Some questions about the schema for @zsusswein @natemcintosh --

natemcintosh commented 6 days ago
  1. geo_type is almost always "state". However, at some point we'd also like to be able to run model at e.g. the county level, in which case geo_type would be "county". (Also when we do a model run for the whole US, it is not "state". I'm not sure of the exact name we use there, but it's probably something like "nation". As to the geo_value being an array, we'll have to ask @zsusswein.
  2. The report_date is usually just today, though sometimes we'd like to do retrospective testing, and then we'll change it. I believe as_of_date would be a timestamp, where report_date would just be a date. E.g. in python, as_of_date would be a datetime.datetime, and report_date is a datetime.date. @zsusswein is that correct?. reference_date is the day of the "event", e.g. hospitalization, ED visit date, etc. So a given report_date would probably have a bunch of reference_dates, where all(reference_date <= report_date) == True.

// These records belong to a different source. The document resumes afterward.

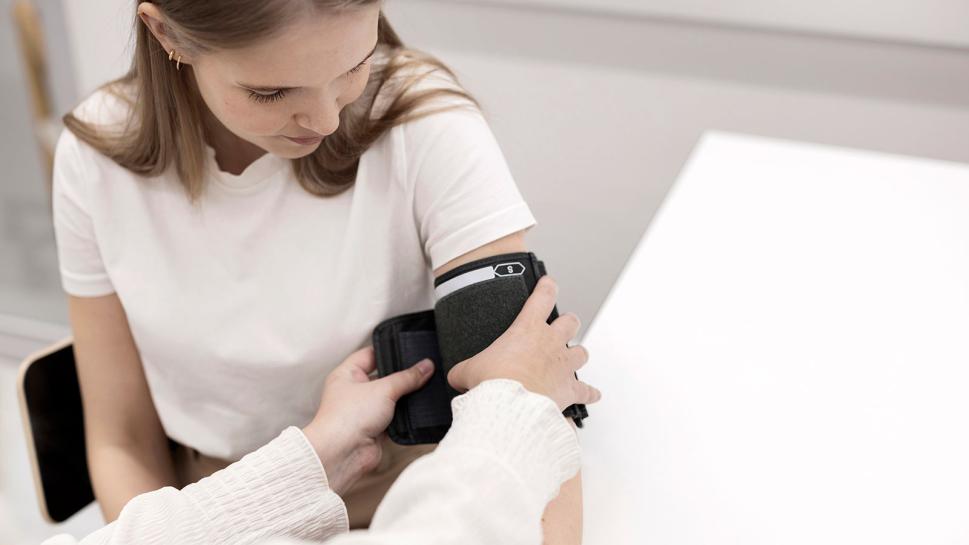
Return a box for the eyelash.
[249,59,370,104]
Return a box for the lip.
[283,136,323,146]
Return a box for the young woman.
[54,0,581,542]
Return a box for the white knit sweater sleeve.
[44,428,348,545]
[318,380,580,545]
[45,380,580,545]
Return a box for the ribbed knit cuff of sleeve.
[437,379,581,503]
[184,427,348,543]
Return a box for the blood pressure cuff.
[373,253,588,445]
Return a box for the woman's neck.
[204,108,266,176]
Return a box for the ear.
[138,2,191,64]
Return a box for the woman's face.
[192,6,380,159]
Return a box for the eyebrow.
[236,40,380,93]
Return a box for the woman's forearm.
[542,474,582,545]
[88,440,179,522]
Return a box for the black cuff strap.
[373,253,589,445]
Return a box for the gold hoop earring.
[168,49,182,70]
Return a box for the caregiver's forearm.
[87,434,175,522]
[45,428,347,545]
[332,380,580,545]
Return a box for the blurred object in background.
[12,0,61,180]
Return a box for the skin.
[69,3,582,544]
[303,277,601,494]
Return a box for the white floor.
[0,357,102,545]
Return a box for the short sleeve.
[52,130,114,297]
[403,87,535,269]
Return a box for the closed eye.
[249,89,286,103]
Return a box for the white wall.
[24,0,969,328]
[389,0,969,323]
[459,0,969,47]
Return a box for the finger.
[515,276,559,324]
[552,312,582,343]
[568,344,589,371]
[374,359,434,401]
[575,380,602,405]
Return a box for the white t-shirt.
[53,66,535,460]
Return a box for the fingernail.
[417,359,434,375]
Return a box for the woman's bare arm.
[434,231,582,545]
[68,294,177,522]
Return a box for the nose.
[294,102,340,136]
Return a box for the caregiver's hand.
[447,276,602,409]
[303,347,434,495]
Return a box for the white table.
[581,133,969,545]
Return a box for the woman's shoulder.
[371,50,475,118]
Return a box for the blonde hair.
[64,0,477,200]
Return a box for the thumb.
[375,359,434,401]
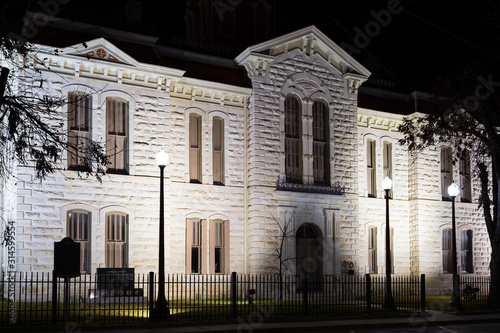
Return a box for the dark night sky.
[8,0,500,88]
[277,0,498,91]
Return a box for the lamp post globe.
[153,149,170,320]
[382,176,394,309]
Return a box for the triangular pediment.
[235,25,371,79]
[61,38,139,67]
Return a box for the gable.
[235,26,371,85]
[60,38,145,67]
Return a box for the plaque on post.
[54,237,80,278]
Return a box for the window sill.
[106,169,129,175]
[276,177,345,195]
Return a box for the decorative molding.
[276,176,345,195]
[32,38,252,107]
[235,25,371,80]
[358,108,404,132]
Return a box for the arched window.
[441,147,453,201]
[441,229,453,273]
[460,230,474,273]
[285,96,302,183]
[212,117,224,185]
[460,149,472,202]
[312,101,330,185]
[366,140,377,198]
[295,224,323,282]
[106,213,128,268]
[68,92,92,171]
[368,227,377,274]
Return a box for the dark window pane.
[215,247,222,273]
[191,247,200,273]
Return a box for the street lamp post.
[382,176,394,309]
[448,182,460,309]
[154,149,170,319]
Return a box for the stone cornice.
[235,26,371,83]
[30,38,251,107]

  3. I think UUID7 would be good for jobs, but after looking around, I've really only found one python library that can generate them, and it looks slightly half-baked, and has not been updated in a while. I think if we can find a good way to generate them, great, but otherwise we should consider some other UUID. In terms of task IDs, it would be useful to the person running the model to be able to see what particular pairings made up that task, e.g. Covid and the state of California => COVID-CA. That said, there may be other considerations I've forgotten about.
amondal2 commented 6 days ago

Thanks @natemcintosh ! This is helpful; I'll take a stab at a PR and we can iterate from there.